Fim do corte do subsidio de desemprego sem garantias do Governo
Na reunião, o deputado José Soeiro (BE) questionou o ministro com o fim do corte de 10% no subsídio de desemprego. “Chegámos a acordo com o Governo para eliminar o corte em junho de 2017 para quem tinha subsídio mais baixo e para concretizar tudo em 2018. O Orçamento tem de dar acolhimento a esta discussão”, disse o deputado. Mas o ministro não respondeu, pelo menos lá dentro. À saída e em declarações aos jornalistas, Vieira da Silva não se comprometeu com a medida.
“Vamos ver no debate”, foi a resposta de Vieira da Silva quando questionada se havia ou não uma garantia dada pelo Governo de que esta medida seria aprovada.
“Reforço a ideia, que partilho, que já aqui foi defendida por outros membros do Governo, que um orçamento é um orçamento na sua globalidade, por isso vamos ver no conjunto das mudanças que eventualmente venham a ser discutidas se essa tem possibilidades de encontrar um consenso das senhoras e senhores deputados”, disse o governante.
A medida custaria aos cofres do Estado entre 40 a 50 milhões de euros.
Financiamento da Segurança Social: “Transferências extra acabaram porque sistema está melhor”
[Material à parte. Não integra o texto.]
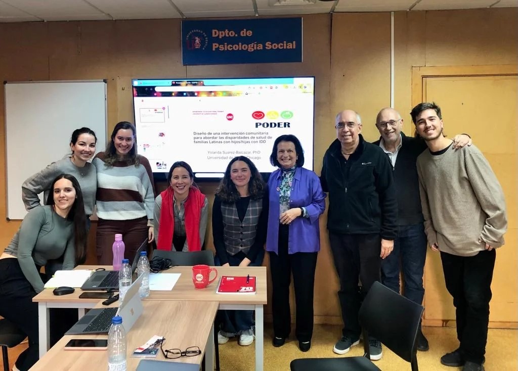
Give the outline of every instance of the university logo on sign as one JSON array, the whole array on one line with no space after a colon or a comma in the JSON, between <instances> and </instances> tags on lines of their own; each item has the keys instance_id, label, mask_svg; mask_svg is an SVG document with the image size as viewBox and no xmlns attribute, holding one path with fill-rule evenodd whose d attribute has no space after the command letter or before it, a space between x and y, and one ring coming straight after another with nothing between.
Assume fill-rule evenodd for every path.
<instances>
[{"instance_id":1,"label":"university logo on sign","mask_svg":"<svg viewBox=\"0 0 518 371\"><path fill-rule=\"evenodd\" d=\"M184 41L188 50L204 50L209 43L209 39L202 30L192 29L187 33Z\"/></svg>"}]
</instances>

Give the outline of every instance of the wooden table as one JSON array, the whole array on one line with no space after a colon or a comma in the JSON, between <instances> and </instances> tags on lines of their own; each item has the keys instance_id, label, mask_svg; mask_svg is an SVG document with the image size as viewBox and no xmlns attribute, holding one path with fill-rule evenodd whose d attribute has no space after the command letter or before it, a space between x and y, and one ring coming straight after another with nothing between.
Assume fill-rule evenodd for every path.
<instances>
[{"instance_id":1,"label":"wooden table","mask_svg":"<svg viewBox=\"0 0 518 371\"><path fill-rule=\"evenodd\" d=\"M99 268L96 265L80 265L77 269L95 269ZM103 266L107 270L111 269L111 266ZM193 301L217 302L220 309L234 309L238 310L254 310L255 311L255 369L262 371L263 368L264 346L264 309L263 306L267 303L266 268L264 266L236 267L217 266L218 278L207 288L197 289L192 281L192 267L175 266L164 271L164 273L181 273L178 282L170 291L151 291L147 301ZM255 294L217 294L216 287L222 275L246 276L256 277L256 293ZM39 316L39 353L40 357L48 350L49 345L49 308L77 308L80 317L84 314L85 308L93 308L97 305L99 299L80 299L79 296L82 292L80 289L69 295L55 296L50 289L44 290L35 296L33 301L38 303ZM133 331L133 329L132 330ZM142 343L143 344L143 343ZM213 355L213 344L210 342L207 349L207 354ZM207 357L209 360L207 369L213 369L213 357Z\"/></svg>"},{"instance_id":2,"label":"wooden table","mask_svg":"<svg viewBox=\"0 0 518 371\"><path fill-rule=\"evenodd\" d=\"M157 361L174 361L200 365L206 351L213 342L214 319L218 304L215 302L142 302L144 310L131 330L126 334L127 369L135 370L139 358L131 357L133 350L154 335L165 337L164 349L182 350L197 346L199 355L167 360L159 351ZM195 325L193 325L195 324ZM123 323L123 325L124 323ZM71 339L106 339L106 335L68 335L63 336L31 368L34 371L105 370L108 368L108 353L103 350L65 350Z\"/></svg>"}]
</instances>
Já era conhecido, mas Vieira da Silva voltou a garantir que no próximo ano a Segurança Social vai deixar de receber a transferência extraordinária do Orçamento do Estado para equilibrar as contas do sistema, porque já não precisa. “Nós acabámos com a transferências extraordinária porque o sistema está melhor”, afirmou o ministro perante os deputados.
O tema levou a uma troca de palavras mais acesa – rara na audição desta tarde – entre o ministro e a deputada do PSD Inês Domingos. “Não conheço muitas formas piores de tratar o tema da sustentabilidade do que aquela que fez”, disse o governante à deputada, referindo-se às questões da social-democrata sobre se iria ter direito à sua pensão quando chegasse à reforma. E Vieira da Silva disse ainda que “são sempre aqueles que são adversários do sistema público de sistema social” que usam estes argumentos.
Vieira da Silva disse mesmo à deputada “não se enerve” e logo de seguida, de forma irónica, pediu-lhe que a deixasse falar porque durante a “brilhante intervenção da deputada” o ministro “não disse uma palavra”.
O ministro apresentou ainda aos deputados a consignação à Segurança Social de 2 pontos percentuais da receita estimada com IRC, a um ritmo de 0,5 pontos percentuais por ano até atingir os 2 pontos percentuais em 2021.
A Segurança Social irá receber metade desta transferência em 2018, e a segunda parte correspondente a 2018 só em 2019, na altura da liquidação do imposto. A previsão do Governo é que a Segurança Social receba já 70 milhões de euros este ano.
Subsídio de doença: “Não atingimos objetivos”
Foi o PSD que levantou a questão, com o deputado Adão Silva a apontar o aumento constante dos gastos com subsídios de doença e a “manifesta incapacidade do Governo em ser capaz, com rigor, de administrar esta prestação e dá-la a quem precisa”. Entre os dois últimos orçamentos apresentados por este Governo, a despesa com esta prestação subiu 179 milhões de euros, atira o deputado social-democrata ao ministro Vieira da Silva que intervém a seguir para admitir: “Reconheço que não atingimos os objetivos”.
O ministro da Segurança Social não especifica como o Governo pretende fazer para apertar esta fiscalização da “utilização abusiva” da prestação, apenas diz que quer “ir mais longe, utilizando critérios mais finos, mais dirigidos para os segmentos onde o risco de utilização indevida é maior”. Mais à frente no debate, a secretária de Estado Cláudia Joaquim revelou que, ainda assim, até setembro último, foram feitas mais de 224 mil juntas médicas, o que se traduz num aumento da fiscalização face aos dois anos anteriores.